At 2.3 keV (shown here), the gradual increase in error is mostly due to the difference in the mirror effective area vs. off-axis angle. The Chandra Proprosers' Guide (POG) has data that shows the difference in effective area vs off-axis angle. Using the data shown for the 1.5 keV curve, the PIMMS fluxes have been corrected for the mirror vignetting with the results shown in Figure 9.
This then represents a reasonably simple approach to help minimize the large scale spatial discrepancies; however it does introduce some new sources of calibration uncertainty such as the relevance of the data in the POG for past observations (eg if the mirror effective area has changed). Like PIMMS, the POG is intended to present the most recent information relevant to the most recent proposing cycle so using it as a source of calibration information may be unreliable.

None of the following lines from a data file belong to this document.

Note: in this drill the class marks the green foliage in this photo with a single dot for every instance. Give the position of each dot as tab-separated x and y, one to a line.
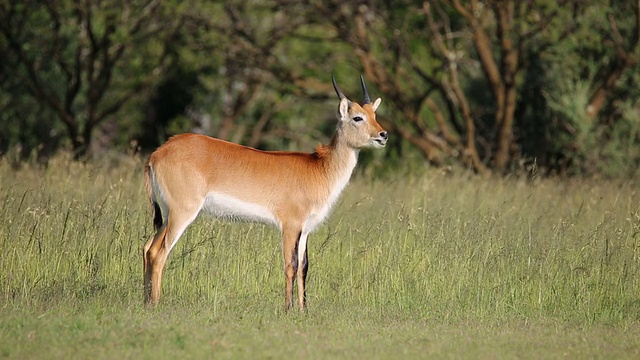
257	72
493	261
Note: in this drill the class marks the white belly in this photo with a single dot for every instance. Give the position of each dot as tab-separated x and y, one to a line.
229	207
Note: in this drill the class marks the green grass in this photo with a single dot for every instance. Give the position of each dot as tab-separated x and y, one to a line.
438	265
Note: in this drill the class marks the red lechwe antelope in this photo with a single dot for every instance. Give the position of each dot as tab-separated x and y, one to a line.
292	190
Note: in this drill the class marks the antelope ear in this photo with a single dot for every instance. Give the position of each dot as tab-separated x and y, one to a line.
344	109
376	104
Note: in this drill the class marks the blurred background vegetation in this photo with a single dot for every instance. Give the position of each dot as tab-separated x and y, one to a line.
498	86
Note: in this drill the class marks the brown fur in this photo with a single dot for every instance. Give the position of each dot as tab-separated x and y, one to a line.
296	189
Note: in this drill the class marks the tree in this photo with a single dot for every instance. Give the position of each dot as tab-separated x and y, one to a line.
84	60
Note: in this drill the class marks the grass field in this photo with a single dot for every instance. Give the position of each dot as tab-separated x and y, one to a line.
442	265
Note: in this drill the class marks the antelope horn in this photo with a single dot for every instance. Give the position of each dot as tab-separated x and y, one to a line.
337	89
367	99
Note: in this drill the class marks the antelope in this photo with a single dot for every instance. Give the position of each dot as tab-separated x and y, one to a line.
291	190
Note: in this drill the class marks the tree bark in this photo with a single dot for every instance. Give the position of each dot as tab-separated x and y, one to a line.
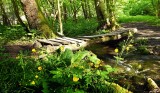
36	18
84	8
16	11
60	18
105	14
65	12
6	20
158	5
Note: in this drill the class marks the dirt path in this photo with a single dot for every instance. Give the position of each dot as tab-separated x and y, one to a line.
152	33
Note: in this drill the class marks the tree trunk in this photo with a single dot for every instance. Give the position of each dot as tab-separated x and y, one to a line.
6	20
105	14
158	10
60	18
65	12
36	18
16	11
84	8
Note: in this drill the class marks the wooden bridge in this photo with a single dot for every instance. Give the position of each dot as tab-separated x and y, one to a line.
82	41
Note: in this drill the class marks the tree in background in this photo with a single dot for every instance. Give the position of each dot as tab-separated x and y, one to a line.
36	19
6	20
16	11
105	14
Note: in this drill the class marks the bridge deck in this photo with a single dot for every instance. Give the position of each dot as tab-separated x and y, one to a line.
82	41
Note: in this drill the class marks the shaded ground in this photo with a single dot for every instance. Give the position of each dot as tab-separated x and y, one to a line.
152	33
151	62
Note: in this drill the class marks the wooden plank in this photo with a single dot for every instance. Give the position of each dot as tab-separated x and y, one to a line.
59	41
48	42
63	39
72	39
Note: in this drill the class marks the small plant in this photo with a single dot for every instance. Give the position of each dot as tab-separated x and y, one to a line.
66	71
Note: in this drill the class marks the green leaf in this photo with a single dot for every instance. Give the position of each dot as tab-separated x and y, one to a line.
67	56
93	58
80	55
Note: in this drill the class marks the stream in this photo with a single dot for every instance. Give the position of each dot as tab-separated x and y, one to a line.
133	70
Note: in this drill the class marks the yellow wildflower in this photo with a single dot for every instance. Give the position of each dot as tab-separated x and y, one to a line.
99	61
127	48
62	48
130	33
116	50
33	50
81	67
75	79
96	65
36	76
91	64
17	57
39	68
130	45
33	83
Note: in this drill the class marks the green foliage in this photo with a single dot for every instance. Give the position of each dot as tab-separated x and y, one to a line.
70	72
142	46
81	27
139	7
139	18
11	33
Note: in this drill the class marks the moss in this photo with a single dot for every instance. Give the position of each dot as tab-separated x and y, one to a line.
44	27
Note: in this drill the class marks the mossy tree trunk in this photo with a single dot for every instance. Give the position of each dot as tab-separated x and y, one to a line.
36	19
158	10
105	14
85	8
6	20
16	11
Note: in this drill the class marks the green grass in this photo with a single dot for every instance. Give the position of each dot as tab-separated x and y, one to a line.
81	27
140	18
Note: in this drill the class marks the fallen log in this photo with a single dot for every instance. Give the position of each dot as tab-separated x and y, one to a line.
82	41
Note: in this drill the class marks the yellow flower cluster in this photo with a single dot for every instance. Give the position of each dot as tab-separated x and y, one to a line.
39	68
75	79
33	50
116	50
128	47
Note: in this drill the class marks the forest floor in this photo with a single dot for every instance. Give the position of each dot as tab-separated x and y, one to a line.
146	31
152	33
149	32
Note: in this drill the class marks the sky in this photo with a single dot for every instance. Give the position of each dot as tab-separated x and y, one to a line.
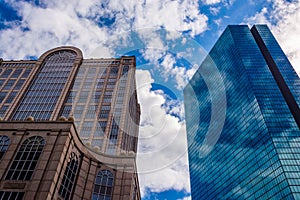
169	39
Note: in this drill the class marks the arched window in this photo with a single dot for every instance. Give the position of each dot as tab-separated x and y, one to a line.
103	186
68	182
4	142
26	159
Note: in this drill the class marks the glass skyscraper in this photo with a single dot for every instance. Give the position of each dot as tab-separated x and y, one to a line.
243	119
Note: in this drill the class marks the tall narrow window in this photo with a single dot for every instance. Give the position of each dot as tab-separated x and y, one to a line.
68	182
7	195
4	142
26	159
103	185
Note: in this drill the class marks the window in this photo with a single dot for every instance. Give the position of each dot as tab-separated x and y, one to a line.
68	182
11	195
103	185
4	142
26	159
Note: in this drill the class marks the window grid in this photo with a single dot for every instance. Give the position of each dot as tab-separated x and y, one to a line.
4	143
26	159
7	195
103	186
68	182
47	86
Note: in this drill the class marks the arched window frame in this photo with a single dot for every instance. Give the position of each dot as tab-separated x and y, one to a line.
4	143
68	182
103	186
26	159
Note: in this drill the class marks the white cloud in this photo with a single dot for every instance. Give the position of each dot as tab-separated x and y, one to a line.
214	10
162	158
187	198
282	19
210	2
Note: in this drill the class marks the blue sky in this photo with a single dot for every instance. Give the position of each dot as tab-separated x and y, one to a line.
169	38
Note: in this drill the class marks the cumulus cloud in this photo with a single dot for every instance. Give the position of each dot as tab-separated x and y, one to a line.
282	19
162	158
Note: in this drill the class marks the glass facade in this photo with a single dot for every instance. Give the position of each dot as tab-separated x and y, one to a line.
99	100
43	94
12	78
256	154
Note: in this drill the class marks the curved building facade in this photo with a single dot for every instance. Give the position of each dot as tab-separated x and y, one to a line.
80	115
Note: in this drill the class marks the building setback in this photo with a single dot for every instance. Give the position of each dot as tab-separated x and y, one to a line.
256	154
69	127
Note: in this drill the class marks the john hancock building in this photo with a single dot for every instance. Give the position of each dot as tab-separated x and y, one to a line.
256	154
69	127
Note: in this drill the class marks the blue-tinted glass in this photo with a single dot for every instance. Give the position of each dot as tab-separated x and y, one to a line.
256	148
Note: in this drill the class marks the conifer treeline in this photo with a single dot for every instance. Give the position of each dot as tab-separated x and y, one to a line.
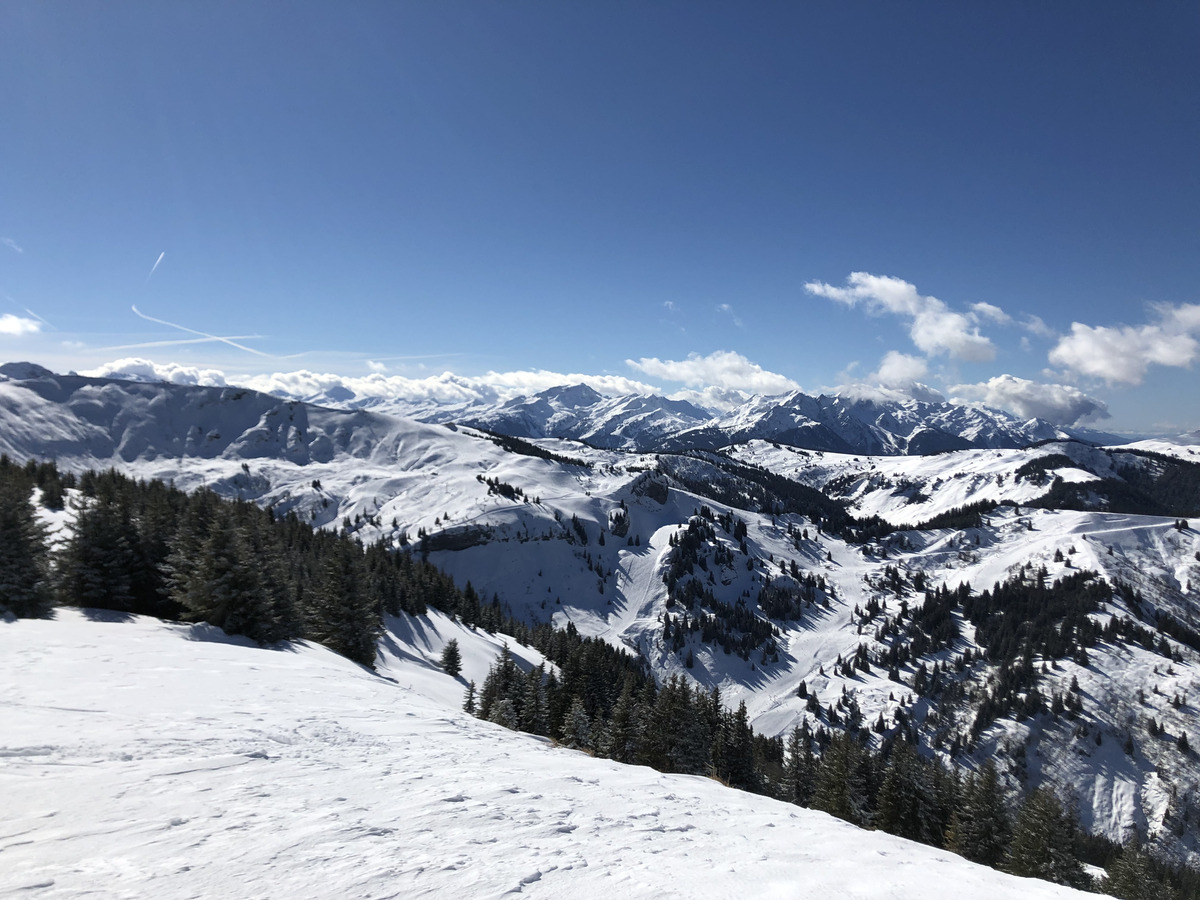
149	549
682	729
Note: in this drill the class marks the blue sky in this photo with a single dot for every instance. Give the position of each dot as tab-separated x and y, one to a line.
999	201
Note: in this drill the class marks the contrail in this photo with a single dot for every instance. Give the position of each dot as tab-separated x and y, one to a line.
205	335
155	267
149	345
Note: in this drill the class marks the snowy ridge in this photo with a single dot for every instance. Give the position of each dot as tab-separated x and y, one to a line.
165	760
504	521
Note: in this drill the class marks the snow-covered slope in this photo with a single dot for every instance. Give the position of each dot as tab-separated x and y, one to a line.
505	521
881	425
580	413
144	759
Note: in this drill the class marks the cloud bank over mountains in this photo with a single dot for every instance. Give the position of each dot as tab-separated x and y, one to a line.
945	339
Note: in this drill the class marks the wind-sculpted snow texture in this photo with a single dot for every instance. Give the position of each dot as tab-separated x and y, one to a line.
591	538
143	759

While shown for just a single monochromatic energy and single observation, most of these are also a function of energy and time. Things like the QE/U and vignetting have well characterized energy signatures. However, also consider that each observation has its own list of bad columns and pixels. The location of the detector in the focal plane (ie the SIM location) affects where the aimpoint is on the detector. The elemental makeup of the contamination has changed with time, leading to a calibration trifecta: temporal, spectral, and spatial dependence. Some things are also affected by the observing mode (dead area is affected by use of sub-arrays and number of active CCDs). While a simple majority of observations are done with a "standard" setup akin to the one used to create the PIMMS ARFs, the Chandra archive contains a heterogeneous mix of datasets optimized to achieve the science results of individual programs. The applicability of the PIMMS ARFs in these datasets is subject to scrutiny.
To summarize the key points:
The effective area used by PIMMS is generally higher than what current calibrations establish. Thus fluxes derived from PIMMS will be generally lower than current calibrations would estimate.
Using PIMMS for the earliest cycles produces the largest errors. The most recent data analyzed with the most recent PIMMS files are generally less effected by the changes due to CIAO+CALDB updates. However, they can still suffer from spatial effects.
Using wide energy bands lessens the energy dependency effect.
Higher energy, energy bands have smaller errors as the calibrations have not changed significantly in those regions.
The assumed spectral model has some effect on the results; extra care should be taken for spectra of super-soft and hard sources or spectra with strong absorption/emission lines.
There is a spatial dependence on the effective area. While many of the spatial effects are gradual, sources at or near the edge of the CCDs or near clusters of bad columns may see very large errors when using the PIMMS counts to flux conversion factors.
The typical systematic error when using the PIMMS counts to flux conversion factor is to underestimate fluxes by between 5% and 20%, with much larger errors possible.
Historically, creating ARFs for individual sources in individual observations, and possibly combining them across multiple observations has been labor intensive as well as CPU intensive to the level of being prohibitive (or at least highly impractical). Newer CIAO scripts have simplified and automated much of the individual steps needed to create and combine ARFs such as:
- specextract: creates (and combines) spectra along with the ARFs and RMFs.
- srcflux : runs specextract in parallel for a list of source locations/regions taking advantage of multi-core CPUs.
- combine_spectra: automates the combination of spectra, including combining ARFs and RMFs.
- mktgresp: automates the creation of grating responses making use of multi-core CPUs.
- combine_grating_spectra: combines grating orders, arms, and spectra across observations.
For low count source with large statistical errors, the reduction in the systematic error by creating individual ARFs may not be entirely justified. However, given the spatial dependencies it is difficult to predict the magnitude of the systematic error for any particular source.